Learn programming, not a language. But know your language(s).

There are discussions about focusing on programming, not on a particular programming language. Choose a language you enjoy and exercise general topics that can be implemented in any programming language. Later, when you’ll need a new language, you’ll already have the knowledge of programming. And switching to a new language is easy.

It’s true, you can switch to new languages, have some patience to get to know them, and you will soon be pretty used to the syntax. It can take some time to know what a language is capable of, but being able to write more than a few lines of code won’t take an eternity.

And you can stop here. We are done. Nothing new, nothing special. The most that the lines above could give is another confirmation from another person, a boost of self-confidence if I want to use big words.

If you got to this line, maybe you thought I have more to say, it couldn’t have been just that. I think what follows is more of talking to myself, thinking out loud, because again, it’s not something new; it’s just that I don’t read often about a specific flavor of learning programming languages.

It can be critical to know, besides general programming, the language that you are using. To really know it. You can solve nice problems with any language. Until the context is not nice. Until the context kicks you in the back without knowing what hit you. It’s all about context. If correctness, performance, scalability, or ease of maintenance and extension do not matter, there’s no point to focus on them. Implement your business requirements and you’re good. But when they do matter, knowing to approach them includes knowing your language.

And I want to consider two aspects.

What a language can give

Many day-to-day tasks that you implement can leverage what your language and its standard library offers. Concepts that are already implemented better than you could do. Functions that have better semantic than yours. Of course, it’s all about the context. Don’t use something because you can, do it because it makes a difference.

Using what a language gives you can help you reduce code, bad code, testing, risks, time, money. The language’s tools guarantee that, if used correctly, they will respect your intent.

Knowing what a language can give can come from years of experience and/or from constantly reading about it and trying to understand its details.

What a language can hide

C++ is difficult, cumbersome, ugly, dangerous, weird. It has undefined behavior, implementation-defined behavior, noexcept, const correctness, too many ways of creating a thread, move semantics that sometimes is bad to use because there is copy elision, universal references that can but must not be used with move on a const object, and… what does not have C++ that can be compiled, executed, is working correctly, but… it’s crashing at some point? Or “it might” crash, depending on how you’re using it. I’m exaggerating just to make a point: C++ is difficult. I would be happy if someone would write a comment with what they find difficult in C++.

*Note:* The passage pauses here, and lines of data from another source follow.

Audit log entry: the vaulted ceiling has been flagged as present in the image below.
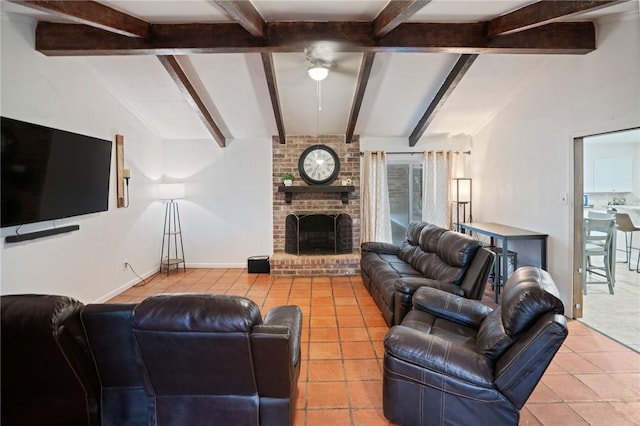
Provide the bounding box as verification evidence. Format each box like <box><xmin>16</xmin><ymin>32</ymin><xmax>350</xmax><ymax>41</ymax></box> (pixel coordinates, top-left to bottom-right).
<box><xmin>2</xmin><ymin>0</ymin><xmax>637</xmax><ymax>148</ymax></box>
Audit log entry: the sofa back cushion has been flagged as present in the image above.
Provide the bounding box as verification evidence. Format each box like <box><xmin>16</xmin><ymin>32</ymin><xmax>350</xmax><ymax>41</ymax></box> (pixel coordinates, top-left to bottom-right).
<box><xmin>133</xmin><ymin>294</ymin><xmax>263</xmax><ymax>425</ymax></box>
<box><xmin>397</xmin><ymin>222</ymin><xmax>429</xmax><ymax>264</ymax></box>
<box><xmin>437</xmin><ymin>232</ymin><xmax>482</xmax><ymax>269</ymax></box>
<box><xmin>411</xmin><ymin>226</ymin><xmax>482</xmax><ymax>284</ymax></box>
<box><xmin>133</xmin><ymin>294</ymin><xmax>262</xmax><ymax>395</ymax></box>
<box><xmin>406</xmin><ymin>221</ymin><xmax>428</xmax><ymax>245</ymax></box>
<box><xmin>418</xmin><ymin>224</ymin><xmax>447</xmax><ymax>253</ymax></box>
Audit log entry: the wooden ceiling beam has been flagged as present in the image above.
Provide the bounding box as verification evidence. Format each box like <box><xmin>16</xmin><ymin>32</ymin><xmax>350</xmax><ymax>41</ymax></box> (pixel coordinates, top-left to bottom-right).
<box><xmin>488</xmin><ymin>0</ymin><xmax>624</xmax><ymax>36</ymax></box>
<box><xmin>211</xmin><ymin>1</ymin><xmax>266</xmax><ymax>38</ymax></box>
<box><xmin>346</xmin><ymin>53</ymin><xmax>375</xmax><ymax>144</ymax></box>
<box><xmin>372</xmin><ymin>1</ymin><xmax>431</xmax><ymax>37</ymax></box>
<box><xmin>157</xmin><ymin>55</ymin><xmax>226</xmax><ymax>147</ymax></box>
<box><xmin>213</xmin><ymin>2</ymin><xmax>286</xmax><ymax>143</ymax></box>
<box><xmin>261</xmin><ymin>53</ymin><xmax>286</xmax><ymax>144</ymax></box>
<box><xmin>11</xmin><ymin>0</ymin><xmax>150</xmax><ymax>38</ymax></box>
<box><xmin>35</xmin><ymin>21</ymin><xmax>596</xmax><ymax>56</ymax></box>
<box><xmin>409</xmin><ymin>54</ymin><xmax>478</xmax><ymax>147</ymax></box>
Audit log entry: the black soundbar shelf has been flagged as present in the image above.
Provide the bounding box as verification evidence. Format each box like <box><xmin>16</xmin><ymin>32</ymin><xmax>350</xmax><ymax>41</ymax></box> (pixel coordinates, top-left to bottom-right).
<box><xmin>5</xmin><ymin>225</ymin><xmax>80</xmax><ymax>243</ymax></box>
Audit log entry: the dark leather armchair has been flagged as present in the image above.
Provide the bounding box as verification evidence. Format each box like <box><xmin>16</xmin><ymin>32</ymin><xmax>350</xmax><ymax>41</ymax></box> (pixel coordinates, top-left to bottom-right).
<box><xmin>132</xmin><ymin>293</ymin><xmax>302</xmax><ymax>426</ymax></box>
<box><xmin>383</xmin><ymin>267</ymin><xmax>568</xmax><ymax>426</ymax></box>
<box><xmin>1</xmin><ymin>294</ymin><xmax>100</xmax><ymax>426</ymax></box>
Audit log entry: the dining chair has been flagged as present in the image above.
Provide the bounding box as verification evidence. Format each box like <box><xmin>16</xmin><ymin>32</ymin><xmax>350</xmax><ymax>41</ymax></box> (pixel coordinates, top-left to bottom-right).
<box><xmin>587</xmin><ymin>210</ymin><xmax>617</xmax><ymax>219</ymax></box>
<box><xmin>615</xmin><ymin>213</ymin><xmax>640</xmax><ymax>270</ymax></box>
<box><xmin>583</xmin><ymin>218</ymin><xmax>616</xmax><ymax>295</ymax></box>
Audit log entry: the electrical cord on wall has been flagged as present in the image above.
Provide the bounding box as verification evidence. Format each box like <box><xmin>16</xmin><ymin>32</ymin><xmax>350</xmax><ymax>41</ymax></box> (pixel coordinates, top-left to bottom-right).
<box><xmin>127</xmin><ymin>262</ymin><xmax>157</xmax><ymax>287</ymax></box>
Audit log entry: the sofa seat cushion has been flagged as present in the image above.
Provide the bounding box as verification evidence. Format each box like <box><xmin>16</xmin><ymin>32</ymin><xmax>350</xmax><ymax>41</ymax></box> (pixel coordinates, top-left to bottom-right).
<box><xmin>400</xmin><ymin>308</ymin><xmax>478</xmax><ymax>350</ymax></box>
<box><xmin>361</xmin><ymin>252</ymin><xmax>423</xmax><ymax>279</ymax></box>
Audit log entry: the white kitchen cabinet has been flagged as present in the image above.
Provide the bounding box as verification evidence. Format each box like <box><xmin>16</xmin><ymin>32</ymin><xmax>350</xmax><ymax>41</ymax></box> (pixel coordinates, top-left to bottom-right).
<box><xmin>584</xmin><ymin>159</ymin><xmax>595</xmax><ymax>193</ymax></box>
<box><xmin>592</xmin><ymin>157</ymin><xmax>633</xmax><ymax>192</ymax></box>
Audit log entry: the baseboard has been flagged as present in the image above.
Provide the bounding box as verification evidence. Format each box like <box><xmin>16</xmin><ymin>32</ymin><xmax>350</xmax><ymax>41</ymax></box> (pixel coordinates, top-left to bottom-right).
<box><xmin>92</xmin><ymin>266</ymin><xmax>159</xmax><ymax>303</ymax></box>
<box><xmin>185</xmin><ymin>263</ymin><xmax>246</xmax><ymax>268</ymax></box>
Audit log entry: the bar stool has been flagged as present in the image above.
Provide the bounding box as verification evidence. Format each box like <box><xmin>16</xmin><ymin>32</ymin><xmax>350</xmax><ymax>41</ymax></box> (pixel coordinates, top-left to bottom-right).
<box><xmin>583</xmin><ymin>218</ymin><xmax>616</xmax><ymax>295</ymax></box>
<box><xmin>615</xmin><ymin>213</ymin><xmax>640</xmax><ymax>270</ymax></box>
<box><xmin>486</xmin><ymin>246</ymin><xmax>517</xmax><ymax>293</ymax></box>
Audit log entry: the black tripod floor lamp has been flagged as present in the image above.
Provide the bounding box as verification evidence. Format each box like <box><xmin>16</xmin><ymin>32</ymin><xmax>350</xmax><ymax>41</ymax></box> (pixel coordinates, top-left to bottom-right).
<box><xmin>159</xmin><ymin>183</ymin><xmax>186</xmax><ymax>274</ymax></box>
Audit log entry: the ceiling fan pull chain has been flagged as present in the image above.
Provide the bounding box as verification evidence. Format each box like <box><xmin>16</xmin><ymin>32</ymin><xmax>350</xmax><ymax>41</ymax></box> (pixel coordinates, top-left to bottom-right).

It takes a lot of time and practice and mistakes and reviews to get to know (parts of) what C++ is hiding. But it’s all about context: If C++ is not good for your project, there are alternatives. C++ has its weird and unsafe way of offering power. But it’s offering all of it.

 

Combined with general programming, knowing your language gives you the next level of power. With context in mind, please learn your language. I used C++ as an example, not to promote or blame it.